Rohin Shah comments on Analysing: Dangerous messages from future UFAI via Oracles

Rohin Shah 24 Nov 2019 23:02 UTC
LW: 4 AF: 3
AF
Planned summary:
This post points out a problem with <@counterfactual oracles@>(@Self-confirming prophecies, and simplified Oracle designs@): a future misaligned agential AI system could commit to helping the oracle (e.g. by giving it maximal reward, or making its predictions come true) even in the event of an erasure event, as long as the oracle makes predictions that cause humans to build the agential AI system.
- Stuart_Armstrong 25 Nov 2019 10:40 UTC
  LW: 2 AF: 1
  AF Parent
  You might want to quote this as well: https://www.lesswrong.com/posts/42z4k8Co5BuHMBvER/hyperrationality-and-acausal-trade-break-oracles
  - Rohin Shah 25 Nov 2019 17:28 UTC
    LW: 4 AF: 3
    AF Parent
    Done, updated summary:
    These posts point out a problem with <@counterfactual oracles@>(@Self-confirming prophecies, and simplified Oracle designs@): a future misaligned agential AI system could commit to helping the oracle (e.g. by giving it maximal reward, or making its predictions come true) even in the event of an erasure event, as long as the oracle makes predictions that cause humans to build the agential AI system. Alternatively, multiple oracles could acausally cooperate with each other to build an agential AI system that will reward all oracles.

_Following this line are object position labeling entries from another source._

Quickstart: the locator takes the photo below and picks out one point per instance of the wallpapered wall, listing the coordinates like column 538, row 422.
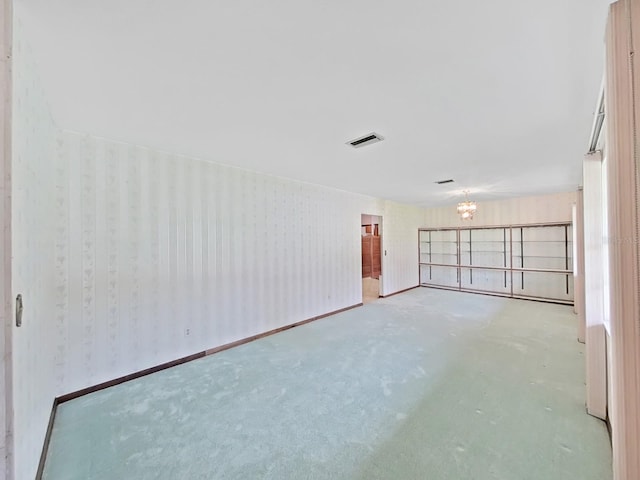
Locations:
column 128, row 257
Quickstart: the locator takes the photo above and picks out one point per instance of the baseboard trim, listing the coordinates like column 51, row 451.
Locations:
column 277, row 330
column 47, row 439
column 132, row 376
column 126, row 378
column 399, row 292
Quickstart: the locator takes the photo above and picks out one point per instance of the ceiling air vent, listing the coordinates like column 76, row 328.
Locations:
column 366, row 140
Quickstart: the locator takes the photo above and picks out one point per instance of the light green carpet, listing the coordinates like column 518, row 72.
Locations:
column 428, row 384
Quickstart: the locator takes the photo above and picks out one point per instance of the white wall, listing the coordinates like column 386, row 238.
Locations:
column 539, row 209
column 120, row 249
column 32, row 262
column 5, row 241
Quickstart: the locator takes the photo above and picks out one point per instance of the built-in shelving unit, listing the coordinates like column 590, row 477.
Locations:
column 521, row 261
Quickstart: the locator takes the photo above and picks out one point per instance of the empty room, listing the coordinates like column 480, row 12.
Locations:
column 319, row 240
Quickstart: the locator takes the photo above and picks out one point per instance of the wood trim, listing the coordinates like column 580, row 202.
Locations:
column 593, row 228
column 6, row 318
column 622, row 105
column 47, row 439
column 189, row 358
column 578, row 285
column 399, row 292
column 95, row 388
column 126, row 378
column 277, row 330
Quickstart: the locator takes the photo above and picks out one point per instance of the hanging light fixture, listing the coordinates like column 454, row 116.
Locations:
column 467, row 208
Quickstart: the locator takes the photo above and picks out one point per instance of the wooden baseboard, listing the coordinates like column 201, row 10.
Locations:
column 47, row 439
column 276, row 330
column 126, row 378
column 399, row 291
column 132, row 376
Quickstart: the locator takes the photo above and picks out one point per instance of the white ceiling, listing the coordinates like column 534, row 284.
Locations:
column 497, row 95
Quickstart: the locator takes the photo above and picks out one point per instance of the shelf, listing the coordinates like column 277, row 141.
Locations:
column 482, row 259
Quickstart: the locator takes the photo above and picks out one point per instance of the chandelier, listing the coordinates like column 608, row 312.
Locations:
column 466, row 209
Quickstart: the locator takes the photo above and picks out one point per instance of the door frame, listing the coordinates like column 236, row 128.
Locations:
column 380, row 220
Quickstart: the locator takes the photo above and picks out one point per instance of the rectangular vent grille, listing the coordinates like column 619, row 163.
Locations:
column 366, row 140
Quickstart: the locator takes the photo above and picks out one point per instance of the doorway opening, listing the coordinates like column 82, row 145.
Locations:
column 371, row 234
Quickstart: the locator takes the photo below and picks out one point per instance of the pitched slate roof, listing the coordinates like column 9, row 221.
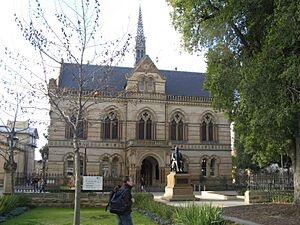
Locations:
column 178, row 83
column 30, row 131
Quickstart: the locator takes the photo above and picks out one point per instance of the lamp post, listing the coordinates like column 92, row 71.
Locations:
column 10, row 166
column 85, row 160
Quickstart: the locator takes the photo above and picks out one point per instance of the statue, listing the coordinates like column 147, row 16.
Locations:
column 176, row 161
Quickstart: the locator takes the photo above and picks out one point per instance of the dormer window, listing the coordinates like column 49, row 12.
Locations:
column 146, row 84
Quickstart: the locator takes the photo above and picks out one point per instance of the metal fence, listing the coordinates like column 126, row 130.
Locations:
column 265, row 181
column 52, row 182
column 273, row 181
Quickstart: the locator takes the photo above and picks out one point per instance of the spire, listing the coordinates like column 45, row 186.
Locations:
column 140, row 45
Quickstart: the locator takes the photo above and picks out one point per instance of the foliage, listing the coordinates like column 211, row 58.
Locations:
column 146, row 202
column 189, row 214
column 63, row 216
column 198, row 215
column 282, row 198
column 10, row 202
column 253, row 66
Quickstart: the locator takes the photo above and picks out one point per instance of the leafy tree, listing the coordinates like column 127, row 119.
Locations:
column 252, row 69
column 14, row 106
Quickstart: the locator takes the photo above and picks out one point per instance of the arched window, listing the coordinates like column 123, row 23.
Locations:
column 111, row 126
column 207, row 128
column 213, row 167
column 141, row 84
column 115, row 168
column 146, row 84
column 177, row 125
column 145, row 126
column 81, row 129
column 150, row 85
column 105, row 168
column 203, row 167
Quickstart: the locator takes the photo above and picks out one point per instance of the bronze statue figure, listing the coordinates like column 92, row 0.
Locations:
column 176, row 161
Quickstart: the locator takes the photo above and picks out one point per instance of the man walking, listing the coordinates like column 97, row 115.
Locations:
column 125, row 218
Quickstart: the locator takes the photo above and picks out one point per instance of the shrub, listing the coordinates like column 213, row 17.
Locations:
column 147, row 203
column 10, row 202
column 282, row 198
column 198, row 215
column 190, row 215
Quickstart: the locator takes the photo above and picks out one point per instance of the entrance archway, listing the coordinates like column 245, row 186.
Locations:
column 150, row 171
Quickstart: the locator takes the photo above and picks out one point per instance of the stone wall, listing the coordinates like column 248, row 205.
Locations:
column 65, row 199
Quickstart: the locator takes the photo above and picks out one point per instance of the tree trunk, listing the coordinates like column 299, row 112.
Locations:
column 296, row 167
column 76, row 220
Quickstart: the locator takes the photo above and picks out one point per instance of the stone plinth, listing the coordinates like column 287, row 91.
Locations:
column 178, row 188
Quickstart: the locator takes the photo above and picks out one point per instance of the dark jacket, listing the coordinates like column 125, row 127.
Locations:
column 127, row 199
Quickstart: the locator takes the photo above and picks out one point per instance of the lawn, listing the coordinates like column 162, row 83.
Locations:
column 64, row 216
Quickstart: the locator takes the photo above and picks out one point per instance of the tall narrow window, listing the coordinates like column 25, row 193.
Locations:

    - Stuart_Armstrong 6 Dec 2019 20:34 UTC
      LW: 4 AF: 2
      AF Parent
      (sorry, have now corrected link to https://www.lesswrong.com/posts/6XCTppoPAMdKCPFb4/oracles-reject-all-deals-break-superrationality-with-1 )
    - Stuart_Armstrong 6 Dec 2019 13:57 UTC
      LW: 2 AF: 1
      AF Parent
      And a possible counter: https://www.lesswrong.com/posts/6XCTppoPAMdKCPFb4/oracles-reject-all-deals-break-superrationality-with-1
    - Stuart_Armstrong 25 Nov 2019 21:29 UTC
      LW: 2 AF: 1
      AF Parent
      Cheers!